Od 1 stycznia 2016 r. minister sprawiedliwości zamierza przywrócić ostatni ze zlikwidowanych przez Jarosława Gowina sądów, który spełnia warunki do przywrócenia – Sąd Rejonowy w Strzyżowie. Tym samym trwale zlikwidowane pozostaną tylko trzy z 79 sądów dotkniętych „pozytywną szajbą" byłego ministra.

Tak oto kończy się historia, na której ówczesny minister sprawiedliwości Jarosław Gowin postanowił zbić kapitał polityczny poprzez likwidację pewnej liczby (początkowo miało to być 120, później 79) najmniejszych polskich sądów. Oczywiście towarzyszyła temu akcja propagandowa, mająca uzasadnić zmiany. Podstawowym celem zniesienia małych sądów miała być likwidacja lokalnych sitw i układów, które – z nieznanych bliżej powodów – ulokować się miały właśnie w najmniejszych jednostkach, liczących do dziewięciu etatów sędziowskich. Według słów ministra Gowina dobroczynne skutki likwidacji miały polegać także na przyspieszeniu postępowań sądowych – a jakże – o jedną trzecią, poprawieniu organizacji pracy w ramach efektu synergii, oszczędnościach z likwidacji stanowisk prezesów i zabraniu im służbowych limuzyn.

Wiedział najlepiej

Jak zwykle w podobnych przypadkach minister kompletnie nie brał pod uwagę głosów krytyki, płynących ze środowisk lokalnych, a także od sędziów (w tym ze Stowarzyszenia Sędziów Polskich Iustitia), wskazujących na iluzoryczność korzyści i realne zagrożenia. Każda krytyka była uznawana za przejaw rozpaczliwej obrony ze strony sitwy i jedynie utwierdzała ministra w przekonaniu do własnych działań. Ignorował przy tym całkowicie względy geograficzne, komunikacyjne i społeczne. Nie wziął nawet pod uwagę tej oczywistej prawdy, że problemy organizacyjne generują zwykle sądy największe, położone w metropoliach, a nie najmniejsze, działające zazwyczaj sprawnie.

Szybko się okazało, że ignorowane przez ministra zastrzeżenia były słuszne.
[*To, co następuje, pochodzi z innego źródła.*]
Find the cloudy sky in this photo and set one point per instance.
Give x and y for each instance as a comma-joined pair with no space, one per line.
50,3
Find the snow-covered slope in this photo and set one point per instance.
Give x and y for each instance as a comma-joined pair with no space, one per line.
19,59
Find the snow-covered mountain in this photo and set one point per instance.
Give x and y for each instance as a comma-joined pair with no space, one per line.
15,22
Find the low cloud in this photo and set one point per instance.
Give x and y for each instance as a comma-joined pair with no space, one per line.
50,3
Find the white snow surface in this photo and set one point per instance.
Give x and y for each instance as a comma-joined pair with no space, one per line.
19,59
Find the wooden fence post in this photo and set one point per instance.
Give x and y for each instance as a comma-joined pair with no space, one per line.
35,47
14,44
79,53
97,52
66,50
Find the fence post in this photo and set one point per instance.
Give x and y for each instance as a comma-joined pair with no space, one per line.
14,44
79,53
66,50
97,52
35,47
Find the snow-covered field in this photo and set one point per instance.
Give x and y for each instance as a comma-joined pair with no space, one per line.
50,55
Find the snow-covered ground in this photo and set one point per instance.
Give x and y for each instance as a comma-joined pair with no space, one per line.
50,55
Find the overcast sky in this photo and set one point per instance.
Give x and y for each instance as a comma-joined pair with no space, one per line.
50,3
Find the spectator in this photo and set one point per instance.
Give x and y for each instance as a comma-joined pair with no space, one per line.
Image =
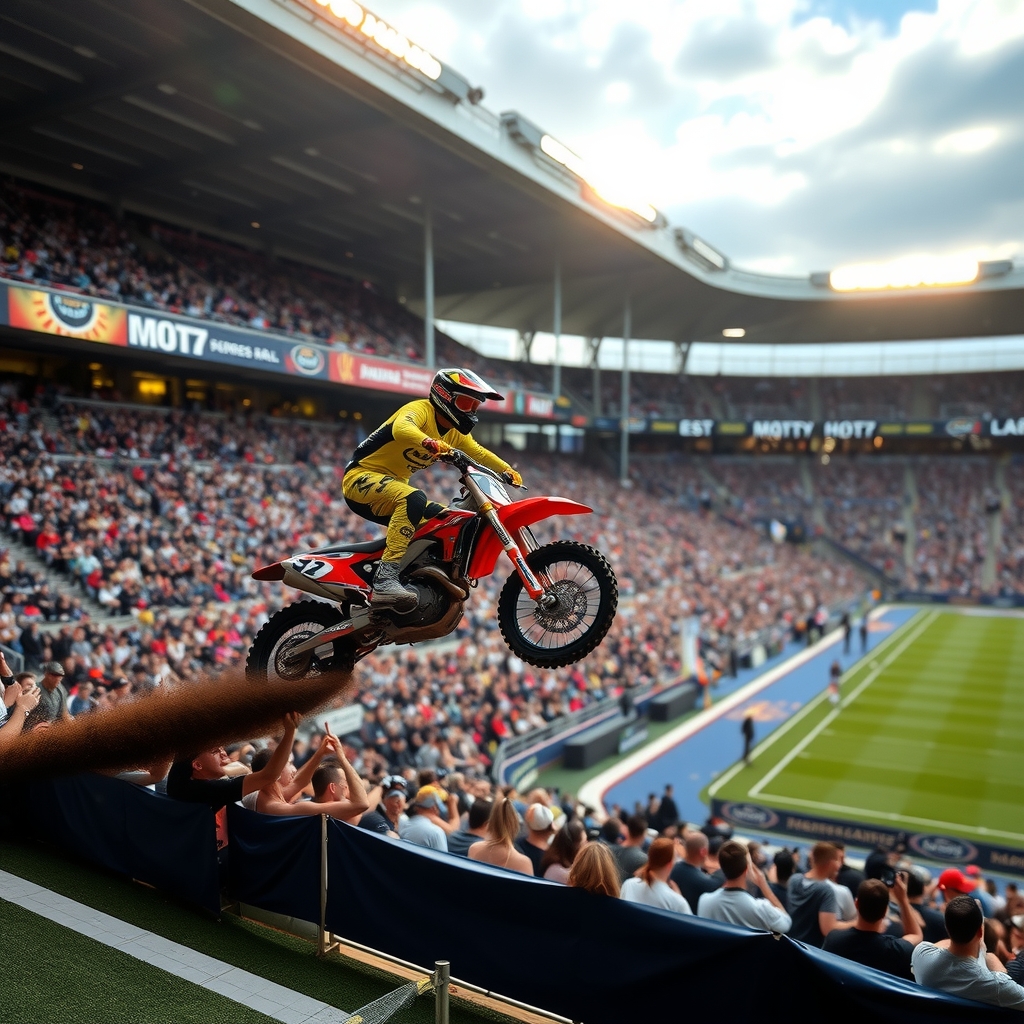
712,866
953,883
565,846
595,870
499,848
629,854
536,839
23,705
867,942
475,830
848,876
52,706
734,904
688,872
423,826
203,778
784,864
1016,942
338,791
83,700
955,965
748,730
933,924
389,816
812,900
10,689
668,812
652,887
Nie nastąpił spodziewany efekt synergii, gdyż nie mógł nastąpić przy indywidualnym, a nie zespołowym systemie pracy sędziów i połączeniu jednostek odległych od siebie o kilkadziesiąt kilometrów. Nie udało się zwiększyć efektywności o legendarną już jedną trzecią, wręcz przeciwnie – nastąpił jej spadek, co wyraźnie widać w analizie statystyk za lata 2012–2013.

Nie nastąpiły też żadne istotne oszczędności, natomiast bezpośrednie koszty likwidacji (wymiana pieczątek, szyldów itp.) była szacowana na kilka milionów złotych. Kosztów pośrednich, związanych z przesyłaniem akt, korespondencji czy przejazdami, nikt nawet nie próbował oszacować. O kosztach społecznych już nawet nie wspomnę.

Wystąpiły natomiast skutki negatywne. Przez pierwszy miesiąc zamieszanie organizacyjne nie pozwalało na normalne funkcjonowanie sądów. Wkrótce pojawiła się wątpliwość – oparta na uzasadnieniu orzeczenia Sądu Najwyższego – czy przeniesienia w ogóle były skuteczne, bo nie zostały podpisane osobiście przez ministra, tylko przez podsekretarzy stanu. Skutkowało to masowym powstrzymywaniem się sędziów od orzekania, wskutek czego praca 51 jednostek zamiejscowych została na kilka miesięcy w mniejszym lub większym stopniu sparaliżowana.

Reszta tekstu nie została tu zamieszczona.